Ausbeutung von „Motoboys" in Brasilien: „Angst, das Virus mit nach Hause zu bringen"

Seit der Pandemie hat sich die Lage von selbstständigen Geringverdienern in Brasilien weiter zugespitzt. Ist das eine neue Form von Ausbeutung?

Brasilien / São Paulo - Egal ob für Essenslieferungen, Dokumente oder Postzustellungen - Edgar Francisco da Silva mit dem Spitznamen „Gringo" rauscht seit 20 Jahren über die Straßen von São Paulo, um Waren und Dokumente auszuliefern. Eigentlich liebt er die Freiheit und Unabhängigkeit, die ihm sein Job gibt. Schon seit Jahren engagiert er sich als Präsident der Vereinigung autonomer App-Lieferanten aus Brasilien, die sich für die Rechte der Fahrer einsetzt. In letzter Zeit macht sich Silva immer häufiger Sorgen, denn so schwierig wie seit Beginn der Pandemie, war die Lage aus seiner Sicht noch nie. „Ich habe sehr viel Angst, mich bei der Arbeit anzustecken", sagt er.

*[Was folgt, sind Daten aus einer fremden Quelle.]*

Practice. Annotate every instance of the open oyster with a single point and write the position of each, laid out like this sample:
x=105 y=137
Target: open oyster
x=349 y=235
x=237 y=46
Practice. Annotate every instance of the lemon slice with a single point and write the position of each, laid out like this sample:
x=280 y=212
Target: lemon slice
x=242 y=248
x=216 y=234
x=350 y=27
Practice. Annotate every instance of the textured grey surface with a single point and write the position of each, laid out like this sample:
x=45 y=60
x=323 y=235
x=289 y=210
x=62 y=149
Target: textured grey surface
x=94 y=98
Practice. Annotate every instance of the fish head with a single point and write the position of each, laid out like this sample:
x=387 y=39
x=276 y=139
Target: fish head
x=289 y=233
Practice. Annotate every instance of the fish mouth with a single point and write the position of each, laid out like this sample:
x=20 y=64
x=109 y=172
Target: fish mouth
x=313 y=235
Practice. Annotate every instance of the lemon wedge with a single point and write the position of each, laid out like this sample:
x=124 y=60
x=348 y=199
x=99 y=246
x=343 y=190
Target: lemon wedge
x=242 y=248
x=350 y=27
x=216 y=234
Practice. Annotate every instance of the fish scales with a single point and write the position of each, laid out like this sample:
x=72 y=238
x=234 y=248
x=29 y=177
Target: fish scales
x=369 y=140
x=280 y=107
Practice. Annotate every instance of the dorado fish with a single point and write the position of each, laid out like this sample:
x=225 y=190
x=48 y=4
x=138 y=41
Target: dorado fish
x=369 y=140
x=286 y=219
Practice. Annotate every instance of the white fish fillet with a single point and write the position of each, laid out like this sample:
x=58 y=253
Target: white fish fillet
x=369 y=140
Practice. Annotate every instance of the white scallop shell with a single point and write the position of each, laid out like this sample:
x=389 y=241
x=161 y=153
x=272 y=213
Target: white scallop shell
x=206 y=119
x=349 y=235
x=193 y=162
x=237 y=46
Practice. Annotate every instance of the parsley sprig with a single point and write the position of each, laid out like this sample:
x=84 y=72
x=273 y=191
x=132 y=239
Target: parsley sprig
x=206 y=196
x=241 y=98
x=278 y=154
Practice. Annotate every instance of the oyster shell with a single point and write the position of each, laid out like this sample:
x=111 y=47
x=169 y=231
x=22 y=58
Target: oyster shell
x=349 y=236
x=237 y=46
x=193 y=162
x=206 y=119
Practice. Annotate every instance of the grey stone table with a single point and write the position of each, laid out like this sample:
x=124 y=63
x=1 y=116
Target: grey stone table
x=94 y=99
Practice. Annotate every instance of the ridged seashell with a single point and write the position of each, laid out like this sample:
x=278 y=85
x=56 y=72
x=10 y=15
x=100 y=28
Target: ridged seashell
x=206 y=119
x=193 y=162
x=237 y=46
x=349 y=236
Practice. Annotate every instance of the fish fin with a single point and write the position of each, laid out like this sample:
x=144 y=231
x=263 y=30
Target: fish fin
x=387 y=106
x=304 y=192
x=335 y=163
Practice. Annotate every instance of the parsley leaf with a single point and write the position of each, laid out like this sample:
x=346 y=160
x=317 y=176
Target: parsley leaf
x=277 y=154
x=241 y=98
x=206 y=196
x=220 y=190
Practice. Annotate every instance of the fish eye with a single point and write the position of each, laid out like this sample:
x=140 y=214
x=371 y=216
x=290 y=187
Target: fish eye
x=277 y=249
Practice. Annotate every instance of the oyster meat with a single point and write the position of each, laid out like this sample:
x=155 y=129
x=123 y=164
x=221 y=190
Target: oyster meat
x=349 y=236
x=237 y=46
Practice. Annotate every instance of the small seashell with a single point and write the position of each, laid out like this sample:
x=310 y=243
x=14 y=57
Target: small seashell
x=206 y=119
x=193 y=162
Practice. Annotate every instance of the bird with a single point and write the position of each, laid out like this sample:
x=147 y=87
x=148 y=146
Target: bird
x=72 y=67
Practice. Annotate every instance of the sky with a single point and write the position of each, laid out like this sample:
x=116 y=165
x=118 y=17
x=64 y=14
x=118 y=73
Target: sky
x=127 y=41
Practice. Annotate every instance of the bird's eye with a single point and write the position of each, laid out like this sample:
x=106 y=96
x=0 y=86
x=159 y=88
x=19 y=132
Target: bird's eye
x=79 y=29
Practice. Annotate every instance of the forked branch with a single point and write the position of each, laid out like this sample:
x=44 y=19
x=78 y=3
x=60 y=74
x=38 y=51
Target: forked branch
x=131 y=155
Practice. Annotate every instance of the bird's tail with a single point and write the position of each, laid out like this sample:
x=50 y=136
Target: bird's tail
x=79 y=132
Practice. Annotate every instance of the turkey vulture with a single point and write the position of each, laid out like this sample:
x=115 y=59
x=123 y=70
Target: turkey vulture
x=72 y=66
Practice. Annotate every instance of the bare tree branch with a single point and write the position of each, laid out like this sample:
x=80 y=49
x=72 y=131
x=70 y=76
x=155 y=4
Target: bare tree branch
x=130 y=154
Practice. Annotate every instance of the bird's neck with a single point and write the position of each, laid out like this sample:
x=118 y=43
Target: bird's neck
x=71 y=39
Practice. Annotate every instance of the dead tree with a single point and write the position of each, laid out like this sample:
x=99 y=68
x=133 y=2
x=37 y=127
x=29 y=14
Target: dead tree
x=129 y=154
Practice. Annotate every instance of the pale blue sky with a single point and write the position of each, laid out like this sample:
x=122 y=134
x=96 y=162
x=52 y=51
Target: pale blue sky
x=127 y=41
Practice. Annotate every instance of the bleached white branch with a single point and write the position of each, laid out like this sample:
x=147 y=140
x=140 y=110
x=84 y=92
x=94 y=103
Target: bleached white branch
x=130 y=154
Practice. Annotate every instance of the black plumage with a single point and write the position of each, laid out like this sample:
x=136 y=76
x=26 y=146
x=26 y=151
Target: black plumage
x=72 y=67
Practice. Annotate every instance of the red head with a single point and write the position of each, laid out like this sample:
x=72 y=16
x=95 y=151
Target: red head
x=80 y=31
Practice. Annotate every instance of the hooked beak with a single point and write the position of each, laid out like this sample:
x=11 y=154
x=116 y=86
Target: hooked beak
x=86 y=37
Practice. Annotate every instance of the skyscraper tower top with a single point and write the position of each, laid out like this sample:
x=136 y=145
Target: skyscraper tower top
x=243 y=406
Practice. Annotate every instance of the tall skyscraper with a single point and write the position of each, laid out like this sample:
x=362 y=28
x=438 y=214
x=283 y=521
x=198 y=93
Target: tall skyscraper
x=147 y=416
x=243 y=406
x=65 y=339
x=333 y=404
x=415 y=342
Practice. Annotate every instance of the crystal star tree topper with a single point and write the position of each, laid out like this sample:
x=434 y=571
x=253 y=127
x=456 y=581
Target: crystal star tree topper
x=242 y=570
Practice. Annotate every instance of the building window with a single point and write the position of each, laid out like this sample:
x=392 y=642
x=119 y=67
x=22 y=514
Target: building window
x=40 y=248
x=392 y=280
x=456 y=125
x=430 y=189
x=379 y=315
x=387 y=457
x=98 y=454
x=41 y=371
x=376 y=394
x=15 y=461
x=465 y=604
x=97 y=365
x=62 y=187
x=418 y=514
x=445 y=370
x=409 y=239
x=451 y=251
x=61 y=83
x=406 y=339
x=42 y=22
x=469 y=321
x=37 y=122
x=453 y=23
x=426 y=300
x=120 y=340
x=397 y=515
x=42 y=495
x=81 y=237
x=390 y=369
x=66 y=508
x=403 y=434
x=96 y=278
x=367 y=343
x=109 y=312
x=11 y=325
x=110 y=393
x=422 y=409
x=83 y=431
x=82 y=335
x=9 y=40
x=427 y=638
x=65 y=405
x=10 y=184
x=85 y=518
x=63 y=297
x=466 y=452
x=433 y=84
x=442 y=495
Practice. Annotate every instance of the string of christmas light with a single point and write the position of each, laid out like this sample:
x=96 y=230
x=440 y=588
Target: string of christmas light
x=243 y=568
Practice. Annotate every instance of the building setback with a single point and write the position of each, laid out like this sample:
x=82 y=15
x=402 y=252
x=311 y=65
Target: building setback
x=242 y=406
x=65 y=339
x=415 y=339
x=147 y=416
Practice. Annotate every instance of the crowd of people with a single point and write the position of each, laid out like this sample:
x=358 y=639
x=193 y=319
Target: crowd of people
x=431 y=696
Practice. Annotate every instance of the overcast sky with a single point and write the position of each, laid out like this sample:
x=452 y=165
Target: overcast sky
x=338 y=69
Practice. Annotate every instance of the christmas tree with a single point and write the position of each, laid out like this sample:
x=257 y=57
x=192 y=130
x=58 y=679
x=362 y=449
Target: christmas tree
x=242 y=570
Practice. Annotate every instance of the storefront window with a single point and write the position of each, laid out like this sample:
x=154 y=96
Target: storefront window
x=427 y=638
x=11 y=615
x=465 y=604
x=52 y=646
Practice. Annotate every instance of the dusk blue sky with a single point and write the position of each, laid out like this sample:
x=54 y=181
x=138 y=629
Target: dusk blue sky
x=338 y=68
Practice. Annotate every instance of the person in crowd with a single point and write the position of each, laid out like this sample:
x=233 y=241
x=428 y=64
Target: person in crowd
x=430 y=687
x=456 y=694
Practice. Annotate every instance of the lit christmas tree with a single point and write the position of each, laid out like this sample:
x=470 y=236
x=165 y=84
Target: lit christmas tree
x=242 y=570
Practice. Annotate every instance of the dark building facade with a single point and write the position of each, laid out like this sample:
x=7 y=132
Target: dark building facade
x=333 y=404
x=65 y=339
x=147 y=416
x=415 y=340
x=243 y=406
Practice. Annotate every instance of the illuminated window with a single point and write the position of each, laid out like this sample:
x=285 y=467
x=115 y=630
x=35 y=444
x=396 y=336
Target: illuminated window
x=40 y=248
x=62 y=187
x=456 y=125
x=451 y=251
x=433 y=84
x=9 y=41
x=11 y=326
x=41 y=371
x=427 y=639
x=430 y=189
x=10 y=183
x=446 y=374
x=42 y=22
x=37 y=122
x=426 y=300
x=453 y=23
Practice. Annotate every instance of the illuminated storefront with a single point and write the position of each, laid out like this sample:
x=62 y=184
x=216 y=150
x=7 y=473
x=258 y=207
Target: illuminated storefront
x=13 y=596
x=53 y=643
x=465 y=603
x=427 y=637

Essen, wichtige Dokumente oder auch den Einkauf aus dem Supermarkt oder der Apotheke - schon vor der Pandemie konnte man sich in Brasilien fast alles nach Hause liefern lassen. Was sich mit Apps wie „Gorilla", bei der man Produkte aus dem Supermarkt bestellen kann, erst langsam am deutschen Markt etabliert, ist in Brasilien schon seit Jahren üblich: Die Anwendung „Rappi" erlaubt es, dem Lieferanten nahezu jeden beliebigen Einkaufszettel zu schicken, der kauft dann in der Apotheke, dem Supermarkt oder der Drogerie die gewünschten Produkte ein und bringt sie gegen eine kleine Liefergebühr nach Hause. Gebracht werden all diese Bestellungen meist nicht von Fahrradkurieren, sondern von sogenannten „Motoboys" also Motoradfahrern. Die meisten von ihnen sind Männer, die teils mit halsbrecherischer Geschwindigkeit über die Straßen der brasilianischen Großstädte rasen.

Lieferungen in Brasilien werden seit Ausbruch der Corona-Pandemie systemrelevant

Seit der Pandemie hat sich die Lage noch zugespitzt: Um sich von anderen zu isolieren, greifen die Menschen noch häufiger zum Smartphone, um Essen zu bestellen. Und um auf überfüllte öffentliche Verkehrsmittel zu verzichten, lassen sich noch mehr Menschen mit Taxidiensten wie „Uber" an ihr Ziel bringen. Laut einer Studie des brasilianischen Startups Mobilis haben sich die Bestellungen über Apps in Brasilien im ersten Halbjahr 2020 verdoppelt. Gemeinsam haben alle diese digitalen Bestellplattformen, dass sich die Dienstleistungen mit wenigen Klicks auf dem Handy bestellen lassen, und, dass die Dienstleister selbständig sind. In diesem Fall bedeutet das aber nicht vor allem mehr Freiheit, sondern kein Arbeitsschutz, keine Lohnfortzahlung bei Krankheit und kein Mindestlohn.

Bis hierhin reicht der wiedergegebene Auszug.